Way also shows more creative in his direction here, whether it's minor moments such as a lovely overlap with the roar of a monster and a car's rumble, or the activation of the curse which is a sequence that is important and creepy. The resolution does feel sentimental and slightly unclear, but the gloomy atmosphere had been so well established, I relished any form of happy ending to the depressing situation.
And finally the series is forced to end on 'The Man Who Never Was' which, as writer Gareth Roberts pointed out on Twitter, was not intended to be the series finale but the third story as it was broadcast.
Oh the irony of watching a story about a man who inexplicably glitches on the iPlayer. There was a very odd meta fictional feel to the occasional pauses as it tried to load. This did not ruin the episode, however, which matches the high expectations from the same writer/director duo (Gareth Roberts and Joss Agnew respectively) who produced the heartbreaking 'The Wedding of Sarah Jane Smith'. This is more light-hearted affair but it still pulls it's fair share of punches especially it's comments on slavery by businessmen.
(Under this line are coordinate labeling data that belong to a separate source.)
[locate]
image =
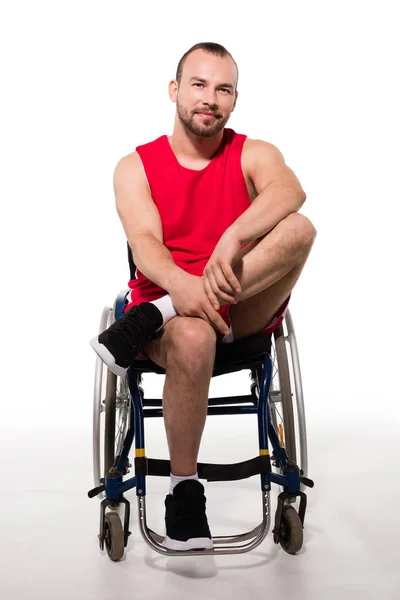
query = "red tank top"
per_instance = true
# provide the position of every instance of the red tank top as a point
(196, 207)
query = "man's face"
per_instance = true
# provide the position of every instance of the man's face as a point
(207, 86)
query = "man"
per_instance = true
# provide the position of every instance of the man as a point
(212, 220)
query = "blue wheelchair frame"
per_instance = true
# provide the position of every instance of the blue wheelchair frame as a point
(290, 480)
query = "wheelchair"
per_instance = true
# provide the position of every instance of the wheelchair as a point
(119, 410)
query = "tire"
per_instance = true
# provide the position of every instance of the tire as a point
(291, 534)
(286, 394)
(114, 540)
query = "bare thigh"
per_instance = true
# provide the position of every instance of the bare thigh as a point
(193, 332)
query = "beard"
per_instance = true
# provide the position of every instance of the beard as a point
(205, 128)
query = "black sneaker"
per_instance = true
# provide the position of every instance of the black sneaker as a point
(185, 518)
(119, 345)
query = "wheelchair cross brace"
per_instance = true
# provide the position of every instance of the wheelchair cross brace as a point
(291, 479)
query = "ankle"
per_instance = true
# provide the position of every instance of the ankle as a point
(175, 479)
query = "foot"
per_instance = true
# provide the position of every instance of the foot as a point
(119, 345)
(185, 518)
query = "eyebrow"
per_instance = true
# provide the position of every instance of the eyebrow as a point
(229, 85)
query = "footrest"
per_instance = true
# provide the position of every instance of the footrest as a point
(210, 472)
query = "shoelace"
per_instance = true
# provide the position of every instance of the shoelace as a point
(190, 510)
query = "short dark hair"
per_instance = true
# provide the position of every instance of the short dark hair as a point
(211, 48)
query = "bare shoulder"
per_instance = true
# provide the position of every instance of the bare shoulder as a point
(260, 150)
(263, 163)
(128, 166)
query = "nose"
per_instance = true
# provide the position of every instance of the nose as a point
(209, 99)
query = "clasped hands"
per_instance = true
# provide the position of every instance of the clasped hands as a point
(220, 282)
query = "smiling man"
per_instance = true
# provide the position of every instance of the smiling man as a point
(212, 220)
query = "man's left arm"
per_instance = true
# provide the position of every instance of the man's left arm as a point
(279, 192)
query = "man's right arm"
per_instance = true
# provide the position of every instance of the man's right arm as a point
(142, 223)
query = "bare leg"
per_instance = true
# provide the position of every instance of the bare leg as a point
(187, 351)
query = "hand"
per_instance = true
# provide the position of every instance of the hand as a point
(190, 300)
(220, 282)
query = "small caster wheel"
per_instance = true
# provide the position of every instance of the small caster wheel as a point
(291, 534)
(114, 536)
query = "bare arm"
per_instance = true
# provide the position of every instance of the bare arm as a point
(142, 224)
(279, 191)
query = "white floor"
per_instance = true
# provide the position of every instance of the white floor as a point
(49, 527)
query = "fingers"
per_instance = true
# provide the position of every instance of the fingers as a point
(231, 278)
(220, 289)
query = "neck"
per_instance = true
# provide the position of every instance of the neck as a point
(191, 146)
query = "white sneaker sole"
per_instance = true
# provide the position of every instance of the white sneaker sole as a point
(107, 357)
(190, 544)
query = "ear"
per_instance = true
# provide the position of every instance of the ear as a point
(173, 90)
(234, 104)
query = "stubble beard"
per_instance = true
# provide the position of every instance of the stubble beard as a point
(206, 129)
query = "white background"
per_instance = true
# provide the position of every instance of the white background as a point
(84, 83)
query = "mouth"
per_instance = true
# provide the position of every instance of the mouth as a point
(207, 115)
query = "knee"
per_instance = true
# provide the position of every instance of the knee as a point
(192, 342)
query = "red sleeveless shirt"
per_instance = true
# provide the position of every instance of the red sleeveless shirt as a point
(196, 207)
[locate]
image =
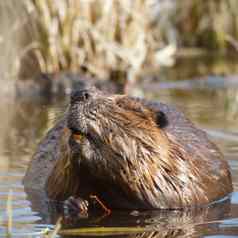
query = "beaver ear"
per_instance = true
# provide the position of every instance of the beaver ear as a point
(161, 119)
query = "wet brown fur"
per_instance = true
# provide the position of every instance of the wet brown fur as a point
(149, 166)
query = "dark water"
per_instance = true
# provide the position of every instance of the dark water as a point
(212, 105)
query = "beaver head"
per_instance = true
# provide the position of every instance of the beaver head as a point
(125, 143)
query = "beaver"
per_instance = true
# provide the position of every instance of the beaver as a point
(132, 154)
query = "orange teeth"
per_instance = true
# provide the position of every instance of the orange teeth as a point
(77, 137)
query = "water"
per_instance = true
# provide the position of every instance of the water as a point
(212, 107)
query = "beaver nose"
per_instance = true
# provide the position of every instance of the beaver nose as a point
(79, 96)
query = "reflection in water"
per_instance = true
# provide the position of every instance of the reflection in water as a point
(23, 123)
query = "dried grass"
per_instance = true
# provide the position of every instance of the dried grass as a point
(104, 37)
(101, 36)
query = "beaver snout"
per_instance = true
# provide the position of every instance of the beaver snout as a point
(80, 96)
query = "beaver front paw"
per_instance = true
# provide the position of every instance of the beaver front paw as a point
(76, 206)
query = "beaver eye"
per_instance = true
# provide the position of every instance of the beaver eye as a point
(161, 119)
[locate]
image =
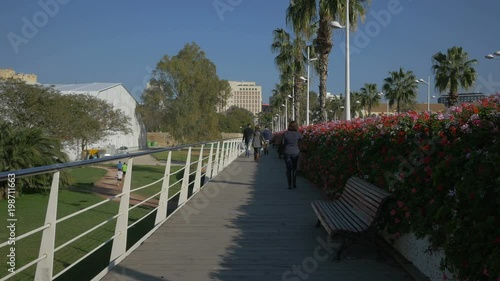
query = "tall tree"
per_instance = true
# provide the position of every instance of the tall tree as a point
(370, 96)
(314, 16)
(290, 61)
(22, 148)
(72, 119)
(453, 70)
(400, 88)
(190, 90)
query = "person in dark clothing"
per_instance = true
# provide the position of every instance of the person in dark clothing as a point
(267, 138)
(247, 138)
(291, 151)
(257, 142)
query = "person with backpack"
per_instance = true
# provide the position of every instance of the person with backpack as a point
(247, 137)
(290, 142)
(257, 142)
(267, 138)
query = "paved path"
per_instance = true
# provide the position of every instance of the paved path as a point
(246, 225)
Rather than allow for overt sentimentality or sheer horror, the script balances between the two and also benefits from an endearing performance from Dan Starkey, the new go-to monster man, with the Skullians as a whole sympathetic and endearing race of little creatures. On the other side, James Dreyfusis clearly having a ball as the villain which makes the character all the more entertaining. As well as a great physical performance from Mark Aiken as the titular character, the regulars also get a good last run-out. Clyde and Rani, and Luke and Sky make terrific double acts with both relationships going under considerable development.
While the story does have a predictable conclusion, the first episode is very intriguing with plenty of suggestion of eerie goings on. It also has Sladen at the top of her game as she demonstrates Sarah Jane's journalistic skills which had never really been examined before. Her interview with Aiken's Joseph Serf is nothing short of sublime, with terrific humour as she playfully teases information out of him. As brilliant as she is here, it only makes her shocking death all the more tragic. Not only have we seen an actress leave before her prime, we have missed a really promising season: Sky looked to be a great character, and the return of "servants of the universe" Captain and The Shopkeeper suggested some really fascinating stories to come. Ultimately nobody would say that Liz was a bad actress - her characters were always believable, Sarah Jane being the pinnacle of all of them. So important was she to the character, you could never be sure who fed into whom.
Simply my referring to her as Liz shows how much of an impact she made on her audience - her performances always felt personal and honest. We weren't just watching a character, we were watching a well-rounded and believable person. The fact that Liz's performance has no suggestion of being diminished by her illness makes her death all the more heartbreaking. It will be a long time before her loss will be bearable or forgotten. Thank you Liz, you will be forever missed.